Reasonable Smoking Ages Are Being Challenged

In Youth Rights on December 19, 2013 by edwinforyouthrights Tagged:

Typed by Edwin Bonilla

The smoking ages of 18-19 are under attack. In New York City, Mayor Michael Bloomberg has signed a bill which would raise the minimum age to purchase tobacco to 21. There’s a cultural obsession with using the age of 21 as a minimum age. This cultural obsession should be challenged at every turn. As if the bad law in New York City wasn’t bad enough, two legislators in Utah want to raise the smoking age from 19 to 21. Some legislators are considering a smoking age of 21 in New Jersey and Hawaii. The smoking age should be 18 and the minimum age for purchasing tobacco should be 18. As reported from the National Youth Rights Association and elsewhere, these examples show that the smoking ages of 18-19 have come under attack.

Some legislators are probably considering an ageist smoking age because of the stigma against smoking tobacco. Many anti-tobacco commercials use harsh criticism against tobacco. Some of those commercials feature people who have lost a leg or which feature people who can only communicate with an electronic device. The message from those commercials is that tobacco should never be used. A problem with those commercials is that they are as hard on tobacco as some of the chemicals in cigarettes. Those chemicals should be the target of harsh criticism but not tobacco. The federal government should ban certain chemicals in cigarettes which are more harmful for smokers. With that law, cigarettes would be less harmful for people who smoke them. That type of law won’t come into effect if anti-tobacco commercials keep using scare tactics. Smoking tobacco causes negative health effects but rights are not always supposed to be beneficial.
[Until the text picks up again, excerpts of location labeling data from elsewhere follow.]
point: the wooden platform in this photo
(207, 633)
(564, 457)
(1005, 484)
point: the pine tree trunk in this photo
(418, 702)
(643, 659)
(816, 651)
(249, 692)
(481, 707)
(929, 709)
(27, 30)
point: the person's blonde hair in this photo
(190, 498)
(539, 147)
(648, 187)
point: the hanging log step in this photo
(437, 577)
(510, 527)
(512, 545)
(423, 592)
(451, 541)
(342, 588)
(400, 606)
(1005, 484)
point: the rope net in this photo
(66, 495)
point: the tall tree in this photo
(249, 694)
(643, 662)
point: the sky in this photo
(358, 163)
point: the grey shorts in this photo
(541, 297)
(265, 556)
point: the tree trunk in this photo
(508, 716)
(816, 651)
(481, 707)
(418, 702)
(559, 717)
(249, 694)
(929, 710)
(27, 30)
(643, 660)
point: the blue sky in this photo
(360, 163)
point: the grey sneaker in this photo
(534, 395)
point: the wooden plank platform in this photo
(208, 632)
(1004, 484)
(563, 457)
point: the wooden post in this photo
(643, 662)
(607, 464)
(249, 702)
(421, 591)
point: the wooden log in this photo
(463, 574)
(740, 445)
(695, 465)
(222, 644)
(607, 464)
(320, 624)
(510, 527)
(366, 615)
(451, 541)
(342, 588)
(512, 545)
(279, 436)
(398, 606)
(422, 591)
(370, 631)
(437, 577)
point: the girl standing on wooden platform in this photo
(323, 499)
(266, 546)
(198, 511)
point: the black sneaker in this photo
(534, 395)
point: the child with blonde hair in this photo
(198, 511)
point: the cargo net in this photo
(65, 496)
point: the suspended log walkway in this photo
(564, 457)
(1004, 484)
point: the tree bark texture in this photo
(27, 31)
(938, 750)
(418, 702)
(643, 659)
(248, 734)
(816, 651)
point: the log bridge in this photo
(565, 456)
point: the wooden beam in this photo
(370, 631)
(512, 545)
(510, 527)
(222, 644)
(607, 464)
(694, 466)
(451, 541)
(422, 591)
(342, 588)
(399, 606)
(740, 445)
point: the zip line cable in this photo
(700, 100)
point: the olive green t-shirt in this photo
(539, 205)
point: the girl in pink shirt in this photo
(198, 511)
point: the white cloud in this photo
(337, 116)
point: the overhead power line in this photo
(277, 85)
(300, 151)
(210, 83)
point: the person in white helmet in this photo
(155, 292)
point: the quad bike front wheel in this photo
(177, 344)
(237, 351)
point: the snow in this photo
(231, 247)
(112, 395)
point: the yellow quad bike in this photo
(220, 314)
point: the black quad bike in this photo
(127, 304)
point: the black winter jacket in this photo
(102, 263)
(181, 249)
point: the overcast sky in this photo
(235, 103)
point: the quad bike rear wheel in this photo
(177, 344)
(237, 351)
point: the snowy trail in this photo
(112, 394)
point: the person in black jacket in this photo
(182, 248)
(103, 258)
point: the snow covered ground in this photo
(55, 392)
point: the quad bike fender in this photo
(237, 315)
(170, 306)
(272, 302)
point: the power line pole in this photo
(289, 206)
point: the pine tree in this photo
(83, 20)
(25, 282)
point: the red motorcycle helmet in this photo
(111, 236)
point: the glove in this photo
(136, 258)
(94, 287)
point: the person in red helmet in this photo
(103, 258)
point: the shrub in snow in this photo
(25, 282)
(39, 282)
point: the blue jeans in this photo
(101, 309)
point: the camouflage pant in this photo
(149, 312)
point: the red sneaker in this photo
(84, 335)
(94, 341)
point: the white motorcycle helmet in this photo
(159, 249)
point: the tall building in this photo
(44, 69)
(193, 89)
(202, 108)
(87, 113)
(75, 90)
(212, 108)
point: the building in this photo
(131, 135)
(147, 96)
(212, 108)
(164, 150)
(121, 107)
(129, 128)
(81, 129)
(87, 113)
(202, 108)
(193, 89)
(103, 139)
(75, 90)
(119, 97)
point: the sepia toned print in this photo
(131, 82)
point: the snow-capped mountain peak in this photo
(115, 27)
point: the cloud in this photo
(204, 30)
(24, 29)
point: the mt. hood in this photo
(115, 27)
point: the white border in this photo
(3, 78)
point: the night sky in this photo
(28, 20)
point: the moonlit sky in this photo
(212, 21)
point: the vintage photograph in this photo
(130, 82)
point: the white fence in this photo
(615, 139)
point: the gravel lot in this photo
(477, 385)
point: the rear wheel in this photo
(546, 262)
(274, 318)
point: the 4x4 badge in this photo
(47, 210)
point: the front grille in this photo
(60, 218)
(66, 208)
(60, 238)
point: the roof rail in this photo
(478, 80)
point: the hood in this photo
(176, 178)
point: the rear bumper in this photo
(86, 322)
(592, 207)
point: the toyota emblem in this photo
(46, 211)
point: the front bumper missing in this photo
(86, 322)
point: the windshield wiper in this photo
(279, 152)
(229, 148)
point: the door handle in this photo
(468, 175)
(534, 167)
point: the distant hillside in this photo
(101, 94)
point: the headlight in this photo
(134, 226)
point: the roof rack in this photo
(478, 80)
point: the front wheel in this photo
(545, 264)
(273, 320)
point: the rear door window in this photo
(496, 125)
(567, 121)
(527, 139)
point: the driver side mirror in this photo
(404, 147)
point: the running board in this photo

A smoking age of 21 and a tobacco purchasing age of 21 is oppression. For youth rights supporters, we don’t want a shrinking list of what young women and young men old can and can’t do. Some people who support a higher smoking age have said that the risk of addiction to nicotine is why they want a higher smoking age. However, a right to do something is not always supposed to always be beneficial. Over the last decades, the percentage of people who smoke tobacco has declined. Information about the negative health effects of smoking tobacco is well known. Young women and young men who are 18 are mature enough to know about the negative health effects of tobacco. To say otherwise would be ageism as well. Keeping the tobacco purchasing age at 18-19 is as important as keeping the smoking age also at 18-19. A movement to raise the smoking age would be an age discriminatory movement.

If a legislator who represents you is supporting a bill which would raise the smoking age, then you should send a letter by mail. This is a good method to fight those oppressive bills.


One Response to “Reasonable Smoking Ages Are Being Challenged”

  1. On the NYRA Facebook page, I found a link to an article which probably links the company Philips Morris to the age discriminatory bills in many states about the smoking age. That article certainly links Philips Morris to ageism, though.